Quant aux retombées que les chercheuses aimeraient voir découler de l'ensemble des travaux, elles sont nombreuses. "Il est important que l'information puisse retourner dans le milieu même d'où elle est issue, que les gens soient mis au courant du traitement que nous aurons fait de cette information et des conclusions que nous en aurons tirées. L'analyse des données servira également à faire des recommandations auprès des divers intervenants et du gouvernement indien afin d'améliorer l'accès aux services de santé", nous dit Shelly Abdool. "Il faut que tous les intervenants concernés puissent s'approprier les résultats de cette recherche, qu'elle ne reste pas sur les tablettes et qu'elle puisse véritablement contribuer à faire changer les pratiques, ajoute Sophie Dupéré. Notre souhait serait que les résultats puissent éventuellement mener à la création de tribunes d'échanges entre les divers intervenants engagés dans l'élaboration des mesures et des programmes de santé en Inde." Les deux chercheuses espèrent également que l'étude incitera les décideurs de l'État à consulter plus directement les femmes afin de mieux connaître leurs préoccupations et leurs besoins réels.

Expérience internationale
Cette expérience aura permis à Shelly Abdool et Sophie Dupéré d'acquérir une expérience internationale d'une grande valeur dans le cadre de leurs parcours universitaire et professionnel. Leur séjour en Inde restera également un point central dans leur cheminement personnel. Elles retirent de leur séjour là-bas une meilleure compréhension de la situation des immigrants parce qu'elles ont fait l'expérience de tout ce qu'implique le fait de devoir s'adapter à un nouveau pays, une nouvelle langue, une nouvelle culture.
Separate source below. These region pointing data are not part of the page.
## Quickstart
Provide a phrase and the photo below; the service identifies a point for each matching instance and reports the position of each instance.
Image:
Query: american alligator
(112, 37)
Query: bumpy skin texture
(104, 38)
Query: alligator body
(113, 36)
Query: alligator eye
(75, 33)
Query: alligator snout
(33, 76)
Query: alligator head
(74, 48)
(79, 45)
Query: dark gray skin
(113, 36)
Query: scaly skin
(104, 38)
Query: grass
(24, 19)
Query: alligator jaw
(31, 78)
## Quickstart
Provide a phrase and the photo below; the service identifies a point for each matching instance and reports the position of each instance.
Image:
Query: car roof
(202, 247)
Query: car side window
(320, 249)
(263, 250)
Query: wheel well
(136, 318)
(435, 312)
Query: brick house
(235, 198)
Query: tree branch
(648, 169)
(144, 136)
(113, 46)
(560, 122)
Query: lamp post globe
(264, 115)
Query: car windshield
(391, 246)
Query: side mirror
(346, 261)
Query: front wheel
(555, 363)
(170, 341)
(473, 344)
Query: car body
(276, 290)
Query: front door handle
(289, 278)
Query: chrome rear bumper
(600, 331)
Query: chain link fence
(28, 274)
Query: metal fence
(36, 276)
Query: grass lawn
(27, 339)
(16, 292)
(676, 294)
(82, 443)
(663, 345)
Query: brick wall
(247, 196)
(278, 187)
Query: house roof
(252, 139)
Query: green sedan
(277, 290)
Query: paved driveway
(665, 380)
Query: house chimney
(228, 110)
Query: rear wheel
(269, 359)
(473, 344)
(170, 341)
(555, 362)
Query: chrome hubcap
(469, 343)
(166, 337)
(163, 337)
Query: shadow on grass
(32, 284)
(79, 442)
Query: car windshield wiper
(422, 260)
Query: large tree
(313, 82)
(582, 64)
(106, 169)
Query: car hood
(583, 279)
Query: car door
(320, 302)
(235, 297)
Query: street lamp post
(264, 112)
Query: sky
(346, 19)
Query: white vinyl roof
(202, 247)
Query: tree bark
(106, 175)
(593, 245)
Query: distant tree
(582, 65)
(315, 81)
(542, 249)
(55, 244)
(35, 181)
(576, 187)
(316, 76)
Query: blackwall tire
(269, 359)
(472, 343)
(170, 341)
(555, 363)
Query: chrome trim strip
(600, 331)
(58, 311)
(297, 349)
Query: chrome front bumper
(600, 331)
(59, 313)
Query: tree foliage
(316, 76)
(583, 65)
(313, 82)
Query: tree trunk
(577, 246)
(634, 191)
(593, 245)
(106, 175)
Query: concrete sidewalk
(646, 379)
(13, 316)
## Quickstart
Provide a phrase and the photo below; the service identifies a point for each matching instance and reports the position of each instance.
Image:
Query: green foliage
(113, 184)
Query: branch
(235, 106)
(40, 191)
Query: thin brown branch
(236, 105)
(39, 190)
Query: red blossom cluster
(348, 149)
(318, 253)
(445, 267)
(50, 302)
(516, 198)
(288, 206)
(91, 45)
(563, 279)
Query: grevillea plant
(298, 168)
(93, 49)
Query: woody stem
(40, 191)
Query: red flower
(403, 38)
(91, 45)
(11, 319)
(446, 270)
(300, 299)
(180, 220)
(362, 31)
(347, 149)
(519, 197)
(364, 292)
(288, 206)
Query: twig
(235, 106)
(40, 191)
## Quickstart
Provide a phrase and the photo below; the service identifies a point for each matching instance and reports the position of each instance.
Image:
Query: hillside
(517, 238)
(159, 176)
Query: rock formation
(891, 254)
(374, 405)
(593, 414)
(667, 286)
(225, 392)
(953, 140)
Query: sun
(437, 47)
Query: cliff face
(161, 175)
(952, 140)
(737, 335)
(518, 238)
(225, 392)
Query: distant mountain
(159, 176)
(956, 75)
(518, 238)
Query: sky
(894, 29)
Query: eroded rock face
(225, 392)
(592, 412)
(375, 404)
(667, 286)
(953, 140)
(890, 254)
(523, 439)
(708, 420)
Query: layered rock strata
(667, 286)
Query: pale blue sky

La réalisation du projet a été rendue possible grâce aux partenaires financiers et aux partenaires de recherche suivants: l'institut Shastri, le Centre de recherche en développement international et l'Agence canadienne de développement international, la Faculté des sciences infirmières et la Faculté de médecine sociale et préventive de l'UdeM, les centres d'excellence pour la santé des femmes de Montréal et de Halifax, le McGill Center for Research and Teaching on Women, le Département d'anthropologie de l'UdeM, la fondation Aga Khan-Inde et les Services de santé Aga Khan-Inde.